North Dakota
Port: It would be inappropriate for lawmakers to take up extra issues during their special session
MINOT — A week ago, as legislative leaders negotiated with Gov. Doug Burgum on the terms of a special session,
I reported
that a school choice group was planning a push to have their issue be a part of the proceedings.
Now, as the stage has been set for a special session next week, I’m informed that the school choice group no longer plans to pursue a campaign.
Though I’m a proponent of school choice policies, I was happy to hear the news. A special session like the one that will commence next week isn’t the right place for a debate about weighty policy changes.
What precipitated this special session was
a political food fight between a state pension board and the Legislature.
The former sued the latter, and while the state Supreme Court hasn’t yet weighed in on the issue at the core of the matter, which is whether the appointment of lawmakers to the pension board is a violation of the separation of powers, the court did find that an omnibus spending and policy bill passed at the end of the regular session earlier this year is unconstitutional.
North Dakota’s constitution forbids the Legislature from passing bills covering more than one issue. Lawmakers have been violating this provision flagrantly for years. The omnibus bill — it was the budget for the Office of Management and Budget — has now been broken down into 14 single-issue bills so that lawmakers can pass them and make them legal during the special session.
“We put fourteen separate bills in the OMB budget,” one frustrated lawmaker told me. “Shame on us!”
Yes, this whole mess could have been avoided had lawmakers been following the single-issue provision, but it’s been going on for so long it’s hard to blame current lawmakers.
Still, this special session should remain focused on passing the various components of the omnibus bill, and that’s it. “In exchange for the governor calling the session, legislative leadership promised Burgum lawmakers would consider some of the governor’s proposals, including on infrastructure, energy and tax relief,”

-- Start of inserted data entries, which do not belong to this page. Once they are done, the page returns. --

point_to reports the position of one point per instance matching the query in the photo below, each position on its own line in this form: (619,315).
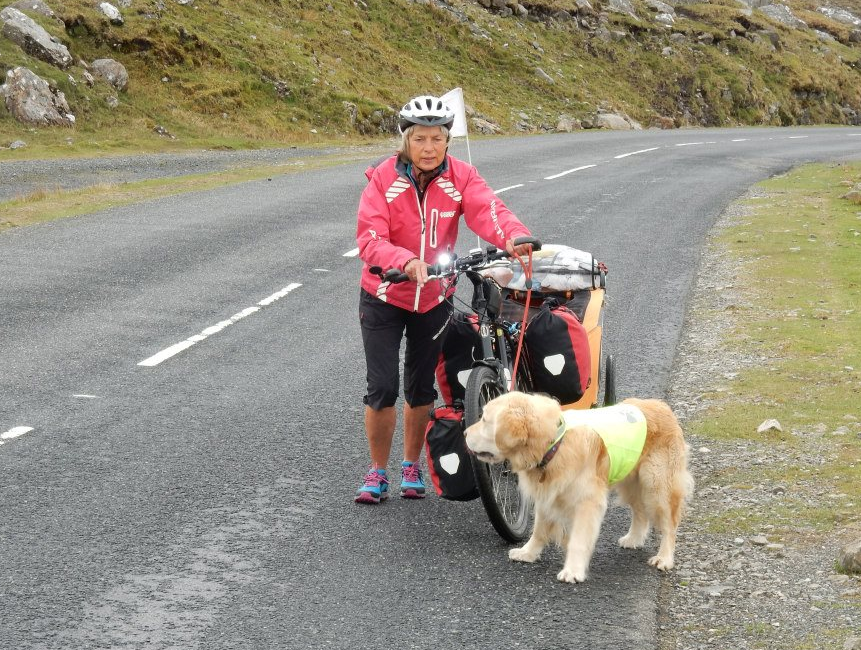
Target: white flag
(454,99)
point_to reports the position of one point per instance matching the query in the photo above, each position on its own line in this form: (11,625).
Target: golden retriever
(570,485)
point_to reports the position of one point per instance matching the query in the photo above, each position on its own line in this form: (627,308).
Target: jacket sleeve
(373,228)
(486,215)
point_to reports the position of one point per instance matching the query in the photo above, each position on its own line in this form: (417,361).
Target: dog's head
(515,427)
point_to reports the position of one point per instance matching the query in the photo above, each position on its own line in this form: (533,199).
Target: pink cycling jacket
(394,226)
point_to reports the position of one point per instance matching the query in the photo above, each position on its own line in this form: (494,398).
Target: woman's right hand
(417,271)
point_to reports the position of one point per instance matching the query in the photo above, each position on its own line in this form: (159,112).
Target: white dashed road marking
(12,433)
(510,187)
(634,153)
(175,349)
(568,171)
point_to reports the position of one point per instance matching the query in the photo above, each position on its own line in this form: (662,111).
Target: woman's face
(426,147)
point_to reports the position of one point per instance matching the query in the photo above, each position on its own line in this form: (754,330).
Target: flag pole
(454,99)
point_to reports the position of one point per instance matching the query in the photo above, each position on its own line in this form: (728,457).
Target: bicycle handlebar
(476,258)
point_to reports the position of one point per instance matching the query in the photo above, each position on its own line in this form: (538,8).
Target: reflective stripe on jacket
(394,226)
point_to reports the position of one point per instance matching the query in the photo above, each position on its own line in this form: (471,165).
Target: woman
(408,215)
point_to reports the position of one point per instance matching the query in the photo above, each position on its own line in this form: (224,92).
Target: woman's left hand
(520,251)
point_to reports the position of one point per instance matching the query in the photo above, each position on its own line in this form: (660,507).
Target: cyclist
(408,215)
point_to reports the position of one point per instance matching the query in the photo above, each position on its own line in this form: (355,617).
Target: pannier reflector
(555,364)
(450,463)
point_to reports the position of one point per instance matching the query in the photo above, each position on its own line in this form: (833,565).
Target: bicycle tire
(509,511)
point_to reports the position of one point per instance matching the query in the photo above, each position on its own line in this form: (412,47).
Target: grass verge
(48,204)
(796,319)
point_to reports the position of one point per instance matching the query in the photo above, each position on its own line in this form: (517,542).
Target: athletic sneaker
(374,488)
(412,481)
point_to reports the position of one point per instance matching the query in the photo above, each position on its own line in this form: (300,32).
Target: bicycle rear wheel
(509,511)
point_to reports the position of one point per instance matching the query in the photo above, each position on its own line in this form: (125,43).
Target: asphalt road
(205,500)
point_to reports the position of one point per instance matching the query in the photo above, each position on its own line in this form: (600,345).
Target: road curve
(203,500)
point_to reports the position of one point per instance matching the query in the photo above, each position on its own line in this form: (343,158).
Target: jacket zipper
(422,248)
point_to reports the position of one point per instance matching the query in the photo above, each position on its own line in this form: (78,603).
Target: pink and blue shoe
(374,487)
(412,481)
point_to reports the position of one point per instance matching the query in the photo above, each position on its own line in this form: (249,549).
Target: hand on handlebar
(417,271)
(520,250)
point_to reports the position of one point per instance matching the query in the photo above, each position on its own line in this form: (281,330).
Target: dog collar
(554,447)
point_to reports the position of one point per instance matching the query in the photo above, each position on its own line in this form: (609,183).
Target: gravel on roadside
(733,590)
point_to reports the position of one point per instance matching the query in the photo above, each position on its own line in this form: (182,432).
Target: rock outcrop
(30,99)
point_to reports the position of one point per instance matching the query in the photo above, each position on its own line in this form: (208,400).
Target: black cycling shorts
(383,326)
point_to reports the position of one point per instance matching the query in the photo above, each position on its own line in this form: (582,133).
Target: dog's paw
(629,541)
(522,555)
(661,563)
(571,575)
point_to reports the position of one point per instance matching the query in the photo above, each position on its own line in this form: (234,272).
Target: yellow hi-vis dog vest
(622,428)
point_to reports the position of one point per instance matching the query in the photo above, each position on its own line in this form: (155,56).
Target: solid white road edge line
(173,350)
(568,171)
(14,432)
(634,153)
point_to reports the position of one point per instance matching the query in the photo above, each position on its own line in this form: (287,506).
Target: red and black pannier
(448,461)
(461,346)
(557,350)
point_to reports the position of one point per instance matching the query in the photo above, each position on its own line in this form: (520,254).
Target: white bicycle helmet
(425,110)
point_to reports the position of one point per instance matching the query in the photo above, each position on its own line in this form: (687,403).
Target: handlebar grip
(536,243)
(395,276)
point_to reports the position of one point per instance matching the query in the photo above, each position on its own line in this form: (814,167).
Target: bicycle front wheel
(509,511)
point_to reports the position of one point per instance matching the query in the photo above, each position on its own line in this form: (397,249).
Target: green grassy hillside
(245,73)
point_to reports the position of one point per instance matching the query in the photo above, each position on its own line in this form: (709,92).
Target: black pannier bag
(448,459)
(461,346)
(557,348)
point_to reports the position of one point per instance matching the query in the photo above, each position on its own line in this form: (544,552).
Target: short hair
(405,136)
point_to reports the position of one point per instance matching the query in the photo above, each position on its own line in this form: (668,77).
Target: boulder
(783,15)
(485,127)
(850,557)
(33,39)
(112,13)
(622,7)
(854,195)
(31,100)
(611,121)
(841,15)
(34,6)
(543,75)
(567,124)
(111,71)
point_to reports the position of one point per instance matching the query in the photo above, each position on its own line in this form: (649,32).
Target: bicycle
(509,511)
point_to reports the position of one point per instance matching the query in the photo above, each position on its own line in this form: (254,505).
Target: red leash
(527,270)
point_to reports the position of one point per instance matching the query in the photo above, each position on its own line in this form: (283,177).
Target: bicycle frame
(486,304)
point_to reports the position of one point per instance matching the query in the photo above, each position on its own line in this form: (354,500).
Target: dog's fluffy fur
(570,494)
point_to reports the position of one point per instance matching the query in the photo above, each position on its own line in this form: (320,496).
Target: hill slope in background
(253,73)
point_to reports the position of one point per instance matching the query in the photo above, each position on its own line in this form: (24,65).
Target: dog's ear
(513,425)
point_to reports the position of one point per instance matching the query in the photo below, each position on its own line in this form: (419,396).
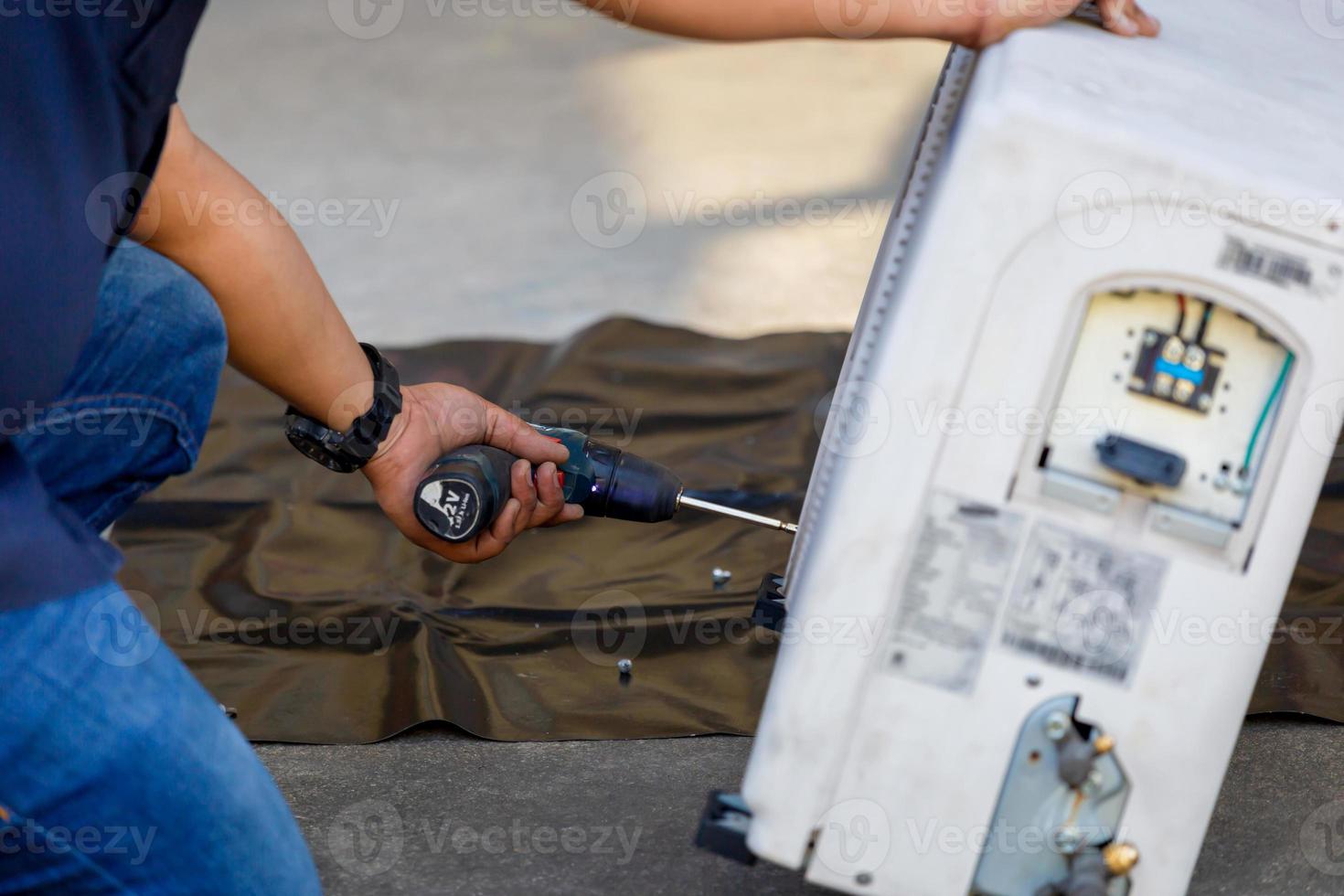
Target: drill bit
(684,500)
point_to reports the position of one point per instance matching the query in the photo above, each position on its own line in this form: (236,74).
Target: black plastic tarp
(297,604)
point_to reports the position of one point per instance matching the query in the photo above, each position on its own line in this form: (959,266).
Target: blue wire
(1269,404)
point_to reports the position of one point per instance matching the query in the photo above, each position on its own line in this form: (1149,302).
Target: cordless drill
(465,491)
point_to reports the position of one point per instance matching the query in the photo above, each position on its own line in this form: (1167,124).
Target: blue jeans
(117,772)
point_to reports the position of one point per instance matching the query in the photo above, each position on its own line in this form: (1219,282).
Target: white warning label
(1083,603)
(952,592)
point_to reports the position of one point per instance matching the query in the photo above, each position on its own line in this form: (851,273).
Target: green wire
(1269,406)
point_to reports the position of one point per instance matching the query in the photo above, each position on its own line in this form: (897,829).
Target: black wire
(1203,323)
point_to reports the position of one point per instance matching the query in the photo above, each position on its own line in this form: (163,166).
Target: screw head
(1057,726)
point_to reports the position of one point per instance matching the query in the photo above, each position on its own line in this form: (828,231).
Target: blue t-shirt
(85,91)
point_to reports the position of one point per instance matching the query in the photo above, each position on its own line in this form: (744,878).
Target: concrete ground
(437,812)
(509,168)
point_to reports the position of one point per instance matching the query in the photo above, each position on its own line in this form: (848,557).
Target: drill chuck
(466,491)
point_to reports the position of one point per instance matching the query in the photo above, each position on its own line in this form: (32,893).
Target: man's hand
(998,17)
(437,418)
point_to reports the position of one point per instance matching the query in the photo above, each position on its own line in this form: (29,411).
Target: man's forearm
(778,19)
(972,23)
(283,329)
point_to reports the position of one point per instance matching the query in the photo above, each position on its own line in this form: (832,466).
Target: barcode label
(960,569)
(1061,657)
(1272,265)
(1081,603)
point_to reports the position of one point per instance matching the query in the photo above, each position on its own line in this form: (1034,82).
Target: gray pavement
(438,812)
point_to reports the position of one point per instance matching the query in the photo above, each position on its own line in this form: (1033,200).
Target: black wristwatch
(352,449)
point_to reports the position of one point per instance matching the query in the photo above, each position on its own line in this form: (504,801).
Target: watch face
(319,452)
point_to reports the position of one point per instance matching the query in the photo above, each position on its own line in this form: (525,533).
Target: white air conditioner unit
(1083,422)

my colleague April Baumgarten reports,
citing House Majority Leader Mike Lefor.
It was important for Burgum to call the special session. Lawmakers are allotted just 80 days every biennium to meet in regular session, and they still have five of those days left for this cycle, but calling themselves back into session to use them would mean the bills they passed couldn’t immediately take effect without a 2/3’s majority vote adding an emergency clause. Given how fractured the NDGOP caucus is in the Legislature, getting to that threshold could prove difficult on some of the bills.
Bills passed by a governor-initiated session, however, take effect immediately, which is important. The OMB budget is currently unconstitutional, per the court, and if lawmakers don’t get their work done quickly, that could impede state government operations.
But Burgum asking for consideration for additional policies is a mistake in two ways.
Politically, it invites every lawmaker with a pet project or culture war bill in their back pocket to demand that their proposals get consideration, too.
As a matter of public service and process, it’s simply not defensible to consider significant, non-emergent policy changes during a special session.
This special session will not have the same fulsome process of committee hearings and public testimony that regular sessions do. Nor, by the way, can every group with a stake in a proposed piece of legislation be ready on such short notice to decamp to Bismarck to oppose or support bills.
Deep-pocketed, well-established interest groups have full-time lobbyists. They can participate. But what about smaller volunteer groups? Or just regular members of the public?
No, these debates should wait until the regularly scheduled special session.
“I’m a big supporter of school choice, but the only question I have is the reason we’re being called back. I don’t think that’s the reason,” Rep. Claire Cory, a Grand Forks Republican who sponsored school choice legislation earlier this year,
told me when I asked her about the push for school choice during the regular session.
“I think it’s almost, I don’t want to use the word inappropriate, but what else are we going to do if we allow this?”
That’s precisely my point.
Lawmakers got themselves into this special session mess by taking shortcuts. They should not compound the problem with more shortcuts that implement policy without the full scrutiny of the public.